Hoy se hace necesario abrir el régimen de partidos para dar espacio a la organización de los muchos que no hallan cabida en los actuales, sea por razones de diferencias ideológicas o por acaparamiento de posiciones por las burocracias partidarias. Habrá que corregir el sistema de financiamiento, no sólo por su desmesurado costo para el erario, sino para la salud de la actividad política. (Por cierto que el riesgo de que, por la necesidad financiera, se registre la intromisión de dinero privado y de dinero sucio, existe con o sin financiamiento público; la forma de combatirlo tendrá que corresponder a la ley y a su correcta aplicación). El erario no tiene por que asumir el gasto corriente de los partidos; mucho menos pagar los salarios de su burocracia política, si acaso, podrá apoyarse el gasto del personal administrativo mínimo. Ya se dio un paso en materia de gasto en propaganda de medios que, si bien insuficiente, ha permitido un cierto grado de equidad. Los partidos, cuya vigencia está determinada por los inciertos resultados electorales, no debieran disponer de activos fijos financiados con recursos públicos. El financiamiento a las campañas electorales tendría que eliminar el gasto en la inútil propaganda visual (pendones, espectaculares y demás) así como prohibir el de las promociones utilitarias (llaveros, encendedores, etc.) y las dádivas para la compra de votos. Se hace necesario afilar el lápiz para establecer efectivos controles de gasto de campaña y ejercerlos con rigor.
Anoto aquí que, con el mismo sentido de eliminar las inequidades financieras entre las fuerzas políticas, las penalizaciones por infracción a las normas no debieran ser de orden económico sino aplicarse a puntos porcentuales del total de votos recibidos. La más elevada sanción económica no será capaz de frenar el afán tramposo de los malandrines si por tal medio aseguran un triunfo electoral; se supone que un partido rebasa los topes de gasto para obtener un mayor número de votos, en consecuencia la pena por tal infracción debiera ser tal que, por lo menos, anule la ganancia obtenida.
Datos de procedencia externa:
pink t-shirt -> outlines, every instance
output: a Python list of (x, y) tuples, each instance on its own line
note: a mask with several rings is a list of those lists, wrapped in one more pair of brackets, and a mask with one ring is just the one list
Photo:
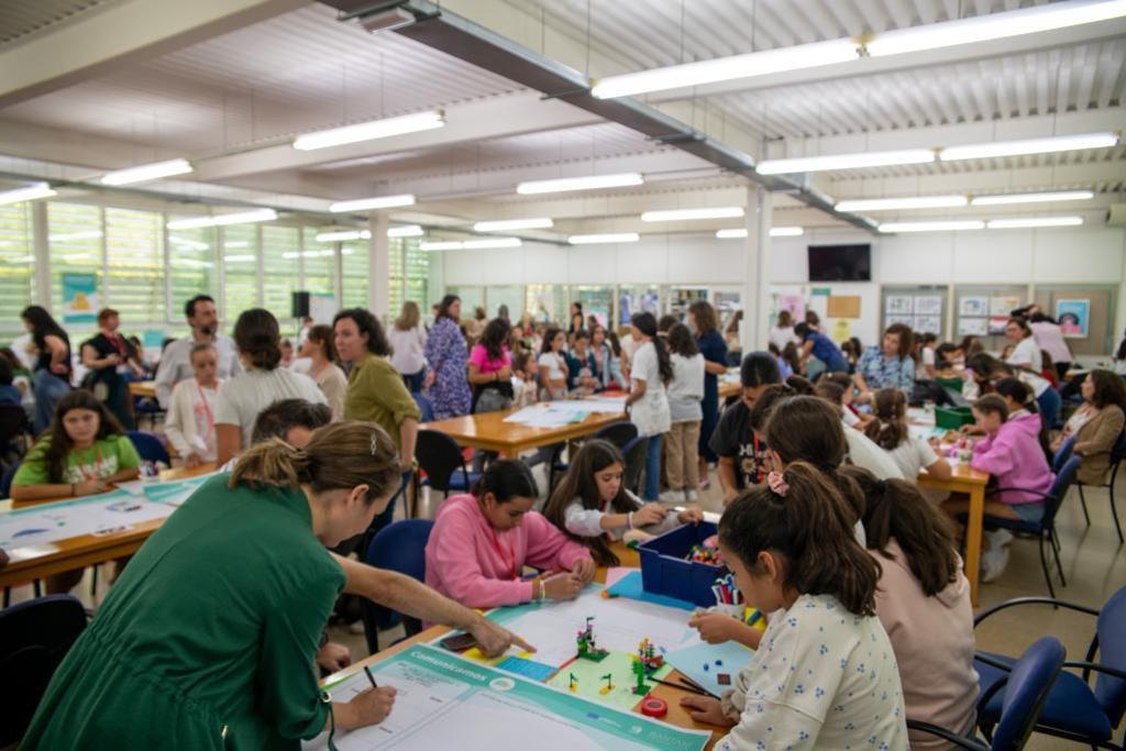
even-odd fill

Para terminar, advierto que el financiamiento público a los partidos sólo debe atender a que no se cumpla el aforismo aquel de Carlos Hank, el que reza que un político pobre es un pobre político. El sistema no tendría que resolver el problema haciendo ricos a los políticos, sino abaratando el costo del ejercicio de la política y dar cabida a los grandes políticos pobres.